Я точно не знаю, что делал мой отец во время этих «походов». В те минуты он был для меня немым якорем, который держал меня на вершине холма, не давая свалиться вниз, да и просто на всякий случай — если я вдруг начну бегать и прыгать в радостном возбуждении. Как я понимаю уже сейчас, поезда были ему совершенно неинтересны; его радостью в этих прогулках было мое удовольствие, мой восторг. А может быть, эти минуты на вершине холма над железной дорогой были для него удобной возможностью побыть наедине со своими мыслями. Будь у меня свои дети, я бы, наверное, знал ответ на эту загадку.

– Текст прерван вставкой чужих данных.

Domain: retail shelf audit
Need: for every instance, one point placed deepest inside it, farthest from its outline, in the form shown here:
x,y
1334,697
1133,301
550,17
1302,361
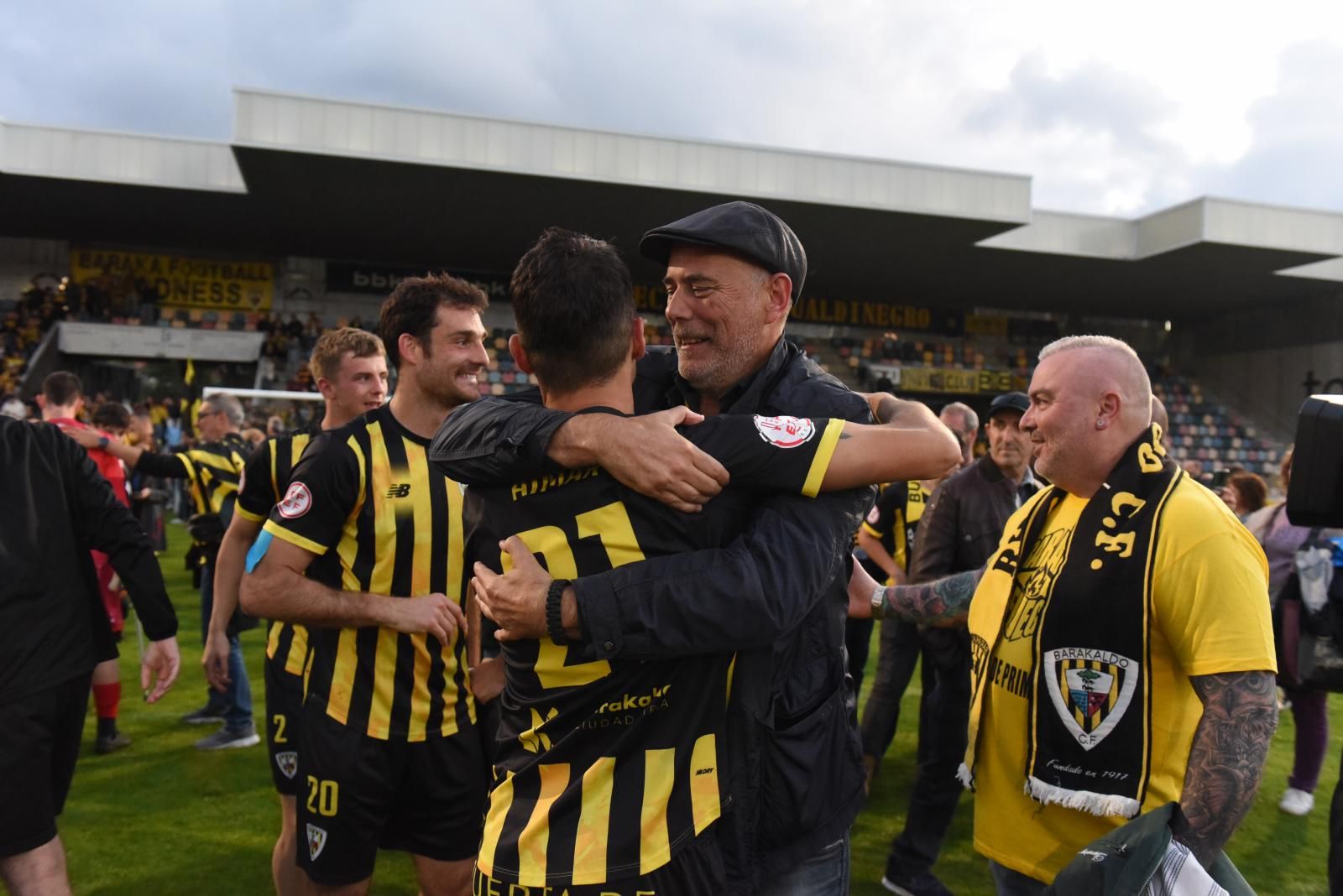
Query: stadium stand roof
x,y
356,181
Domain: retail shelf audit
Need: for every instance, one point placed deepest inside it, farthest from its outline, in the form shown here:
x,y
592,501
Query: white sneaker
x,y
1296,802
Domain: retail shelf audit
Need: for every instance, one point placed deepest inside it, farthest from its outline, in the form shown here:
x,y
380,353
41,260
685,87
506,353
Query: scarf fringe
x,y
1095,804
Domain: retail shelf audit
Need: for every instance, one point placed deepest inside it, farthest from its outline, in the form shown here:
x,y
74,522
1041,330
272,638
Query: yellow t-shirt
x,y
1212,616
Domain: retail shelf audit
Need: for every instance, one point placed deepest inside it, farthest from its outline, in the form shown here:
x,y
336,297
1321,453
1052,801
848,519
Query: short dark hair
x,y
413,307
1251,490
574,300
111,414
62,388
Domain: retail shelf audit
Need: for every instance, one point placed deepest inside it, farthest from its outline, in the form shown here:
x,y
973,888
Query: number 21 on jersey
x,y
611,524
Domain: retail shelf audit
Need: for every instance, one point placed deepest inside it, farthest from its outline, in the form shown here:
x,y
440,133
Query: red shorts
x,y
111,598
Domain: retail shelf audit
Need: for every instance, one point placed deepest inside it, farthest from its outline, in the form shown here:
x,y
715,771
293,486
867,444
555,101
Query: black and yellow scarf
x,y
1090,695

Но Элеонора с самого начала ясно дала мне понять, что на роль матери она годится не больше, чем я — на роль священника. А это вопрос не из тех, которые можно решить уговорами или спорами. Иногда мне казалось, что она все-таки поддалась на мои уговоры; я же видел, как она восхищалась чужими детьми и с какой теплотой говорила о беременных подругах. Но потом-то я понял, чем ее так умиляли чужие дети — именно тем, что они чужие.
Я познакомился с Элеонорой в поезде, совершенно не похожем на тот, в котором я еду сейчас. Это было вскоре после того, как я перебрался сюда; моя «иностранность» и плохой итальянский превращали любую житейскую мелочь в сложное и затруднительное мероприятие, требующее немалого напряжения мысли. Поэтому я был рад, что сижу в купе один и мне не надо общаться с попутчиками, не надо мучительно думать над каждой фразой, чтобы они меня поняли. Но когда Элеонора вошла в купе, села напротив меня и вежливо мне кивнула, мне, как никогда, захотелось облечь свои мысли в слова — тем более именно в те слова, которые я хотел ей сказать.
Я рассказал ей о внутренней политике Британии, о том, почему я решил бросить все, что у меня было там, и уехать в Италию. В изгнание. И еще я рассказал, что хотя там, на родине, я читал лекции по математической физике, здесь я зарабатываю на жизнь уроками английского.
Она сказала, что живет в Милане, и спросила, можно ли у меня заниматься; и хотя я уже был загружен учениками, так что свободного времени не оставалось совсем, я решил, что для нее у меня время найдется — скажем, по пятницам, вечером. На клочке бумаги она записала для меня свои данные, так я узнал ее имя: Элеонора Косини. Как у Дзено, сказал я (в свое время этот шедевр Свево[13] произвел на меня неизгладимое впечатление), но она не поняла эту аллюзию, а я не стал ничего объяснять — я не хотел выглядеть умником, я хотел выглядеть загадочным и утонченным. А когда я сказал, что ее фамилия напоминает косинус, она согласилась — да, математику должна понравится такая фамилия.